Cost is an important factor when choosing the right ETF, and cheaper funds can significantly outperform their more expensive counterparts, all other fundamentals being equal.

The annual operating costs of this ETF are 0.09%, making it one of the cheapest products on the market.

Its trailing 12-month dividend yield is 3.19%.

Sector exposure and largest assets

It’s important to dive into an ETF’s holdings before investing, despite the many advantages of this type of fund, such as diversified exposure that minimizes the risk of a single stock.
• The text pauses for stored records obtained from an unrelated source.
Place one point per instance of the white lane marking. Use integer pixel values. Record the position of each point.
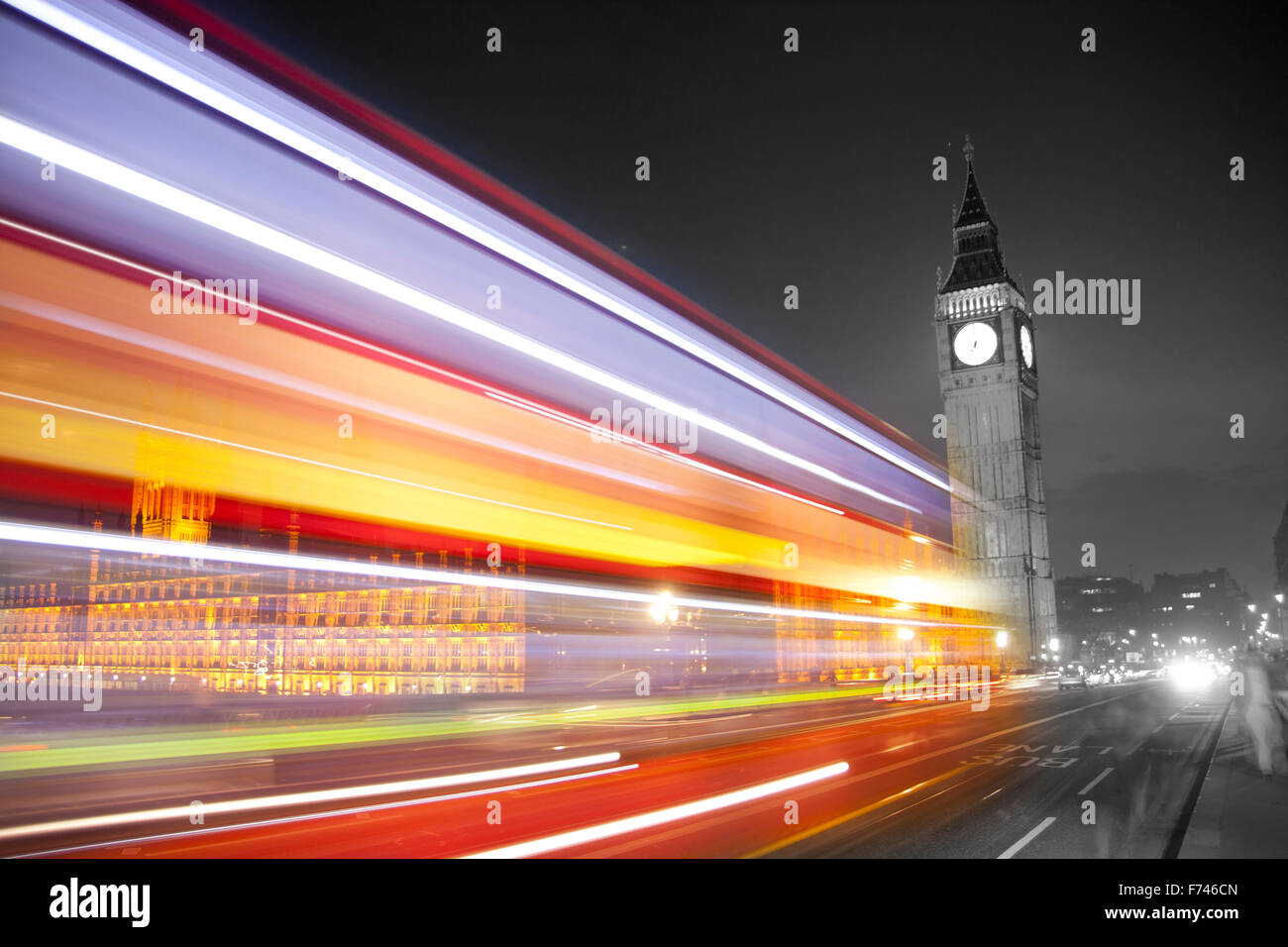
(333, 795)
(649, 819)
(1093, 784)
(1033, 832)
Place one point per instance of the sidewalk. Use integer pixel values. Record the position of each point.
(1239, 813)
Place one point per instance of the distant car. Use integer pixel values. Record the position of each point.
(1024, 677)
(1070, 680)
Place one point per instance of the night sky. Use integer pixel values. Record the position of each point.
(814, 169)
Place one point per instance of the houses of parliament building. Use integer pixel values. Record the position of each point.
(167, 622)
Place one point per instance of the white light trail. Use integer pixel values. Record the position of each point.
(465, 380)
(168, 197)
(651, 819)
(295, 138)
(81, 539)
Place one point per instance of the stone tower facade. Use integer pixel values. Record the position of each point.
(988, 375)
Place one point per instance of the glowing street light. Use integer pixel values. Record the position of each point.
(664, 609)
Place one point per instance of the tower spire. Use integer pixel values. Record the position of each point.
(977, 250)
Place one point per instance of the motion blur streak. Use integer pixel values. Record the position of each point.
(239, 110)
(201, 210)
(42, 535)
(307, 460)
(509, 398)
(334, 795)
(651, 819)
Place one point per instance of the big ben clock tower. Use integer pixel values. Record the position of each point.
(988, 373)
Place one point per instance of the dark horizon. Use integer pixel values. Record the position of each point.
(814, 169)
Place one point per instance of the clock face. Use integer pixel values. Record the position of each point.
(1026, 347)
(975, 343)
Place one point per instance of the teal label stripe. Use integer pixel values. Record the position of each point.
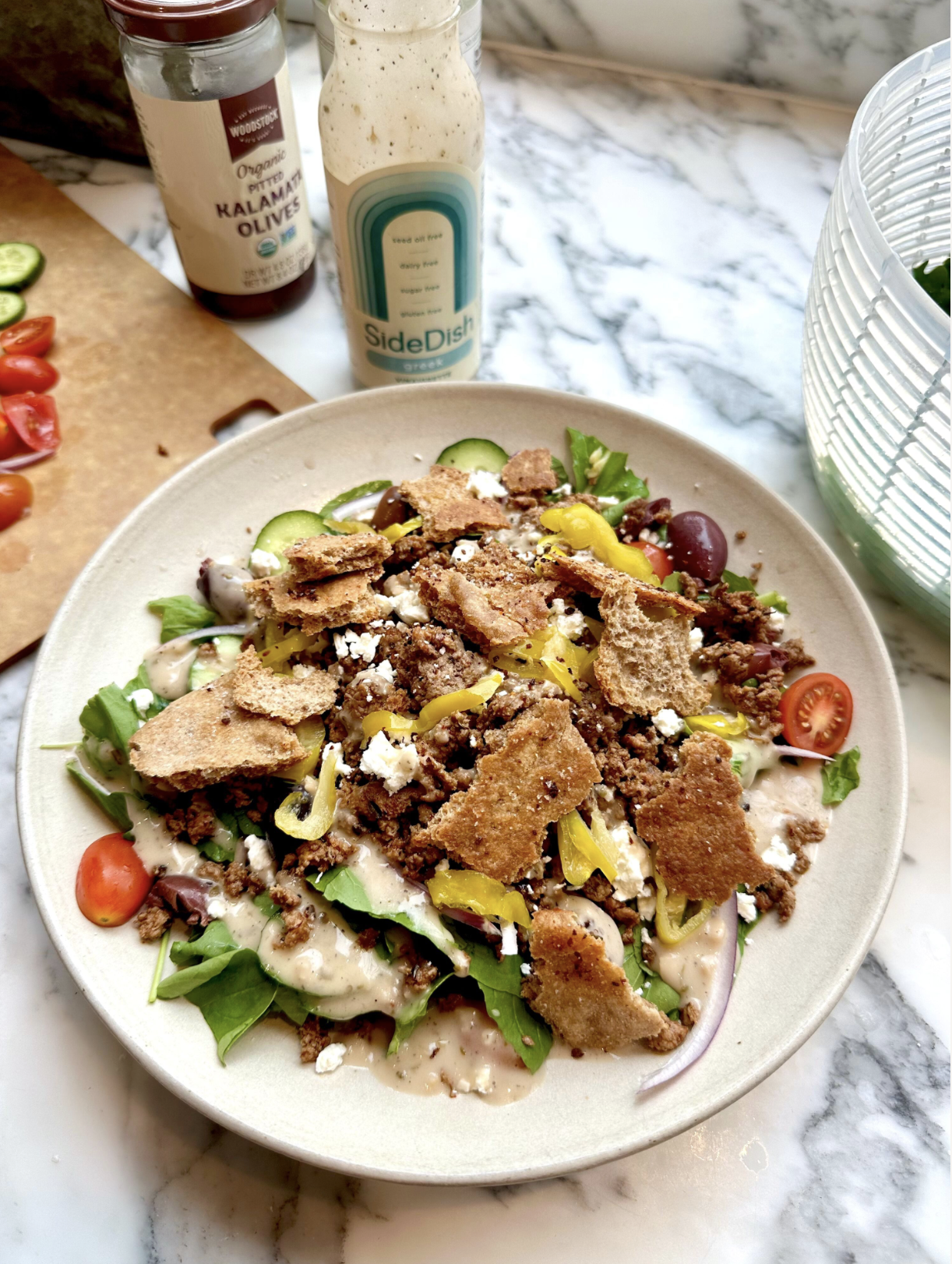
(381, 201)
(432, 364)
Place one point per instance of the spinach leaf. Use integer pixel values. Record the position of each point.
(354, 495)
(501, 985)
(340, 885)
(841, 776)
(653, 987)
(111, 803)
(737, 583)
(181, 615)
(110, 717)
(412, 1015)
(234, 999)
(515, 1020)
(214, 941)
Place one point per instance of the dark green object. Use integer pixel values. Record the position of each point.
(935, 282)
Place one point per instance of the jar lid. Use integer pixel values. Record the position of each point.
(186, 22)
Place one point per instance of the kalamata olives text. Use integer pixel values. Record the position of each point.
(696, 545)
(392, 508)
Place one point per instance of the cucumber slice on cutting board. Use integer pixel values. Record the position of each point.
(213, 660)
(12, 309)
(277, 535)
(474, 454)
(20, 264)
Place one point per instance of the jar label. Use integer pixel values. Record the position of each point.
(408, 260)
(231, 177)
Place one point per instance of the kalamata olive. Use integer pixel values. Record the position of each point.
(767, 658)
(391, 508)
(696, 545)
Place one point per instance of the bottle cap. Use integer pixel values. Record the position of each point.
(186, 22)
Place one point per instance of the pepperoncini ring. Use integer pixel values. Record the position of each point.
(669, 912)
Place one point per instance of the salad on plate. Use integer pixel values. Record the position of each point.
(457, 774)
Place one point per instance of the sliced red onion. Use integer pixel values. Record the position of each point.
(801, 754)
(18, 463)
(714, 1010)
(472, 920)
(354, 507)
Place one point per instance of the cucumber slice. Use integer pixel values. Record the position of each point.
(474, 454)
(20, 264)
(213, 660)
(277, 535)
(12, 309)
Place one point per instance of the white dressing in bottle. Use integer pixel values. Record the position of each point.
(401, 123)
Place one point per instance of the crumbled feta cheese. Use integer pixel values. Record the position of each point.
(395, 765)
(572, 625)
(355, 645)
(464, 550)
(633, 865)
(485, 485)
(597, 461)
(779, 855)
(330, 1057)
(668, 722)
(746, 906)
(405, 601)
(261, 857)
(142, 699)
(262, 563)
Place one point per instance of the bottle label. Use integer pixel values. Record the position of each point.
(231, 177)
(408, 258)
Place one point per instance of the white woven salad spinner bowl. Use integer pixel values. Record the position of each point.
(876, 347)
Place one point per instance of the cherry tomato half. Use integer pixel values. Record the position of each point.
(30, 337)
(817, 711)
(16, 498)
(34, 418)
(111, 881)
(660, 561)
(20, 373)
(9, 439)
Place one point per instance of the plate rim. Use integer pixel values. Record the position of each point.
(320, 412)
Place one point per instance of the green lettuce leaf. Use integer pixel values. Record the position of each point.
(412, 1015)
(340, 885)
(640, 976)
(181, 615)
(354, 495)
(501, 985)
(841, 776)
(111, 803)
(737, 583)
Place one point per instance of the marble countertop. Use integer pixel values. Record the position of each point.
(647, 243)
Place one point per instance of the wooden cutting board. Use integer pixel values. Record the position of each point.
(144, 372)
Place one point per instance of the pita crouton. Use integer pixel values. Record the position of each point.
(328, 603)
(446, 507)
(541, 771)
(643, 656)
(703, 846)
(578, 991)
(492, 599)
(309, 692)
(205, 737)
(323, 556)
(530, 471)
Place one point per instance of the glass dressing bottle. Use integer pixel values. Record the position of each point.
(210, 85)
(402, 130)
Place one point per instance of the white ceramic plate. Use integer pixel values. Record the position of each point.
(583, 1113)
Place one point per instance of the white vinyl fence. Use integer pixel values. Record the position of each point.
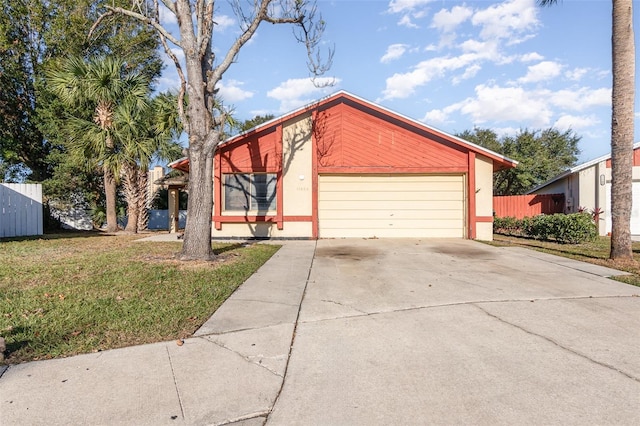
(159, 219)
(20, 209)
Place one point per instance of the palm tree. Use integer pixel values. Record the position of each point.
(145, 134)
(622, 125)
(101, 85)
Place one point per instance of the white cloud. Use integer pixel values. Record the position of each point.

Most ETFs are very transparent products that disclose their holdings on a daily basis.

This ETF has the largest allocation to the energy sector – approximately 100% of the portfolio.

Looking at individual holdings, Exxon Mobil Corp (XOM Free Report) accounts for approximately 22.78% of total assets, followed by Chevron Corp (CVX Free Report) and Conocophillips (POLICEMAN Free Report).

The 10 largest holdings account for approximately 76.20% of total assets under management.

Performance and risk

The ETF added approximately 9.86%, and this year and last year (as of May 28, 2024) increased by approximately 19.70%, respectively. Over the last 52 weeks, XLE has traded between $76.59 and $98.08.

The ETF has a beta of 1.25 and a standard deviation of 27.75% for the trailing three-year period, making it a high-risk pick in this space. It has approximately 26 farms and has more concentrated exposure than comparable farms.

Alternatives

The Energy Select Sector SPDR ETF carries a Zacks ETF Rank #1 (Strong Buy), which is based on asset class expected return, expense ratio, and momentum, among other factors. For this reason, XLE is an excellent option for investors seeking exposure to the Energy ETF market segment. There are other additional ETFs on the market that investors may also consider.

IShares Global Energy ETF (IXC Free Report) tracks the S&P Global 1200 Energy Sector Index and the Vanguard Energy ETF (VDE Free Report) tracks the MSCI US Investable Market Energy 25/50 Index. The IShares Global Energy ETF has $3.50 billion in assets and the Vanguard Energy ETF has $8.57 billion. IXC has an expense ratio of 0.44% and VDE fees of 0.10%.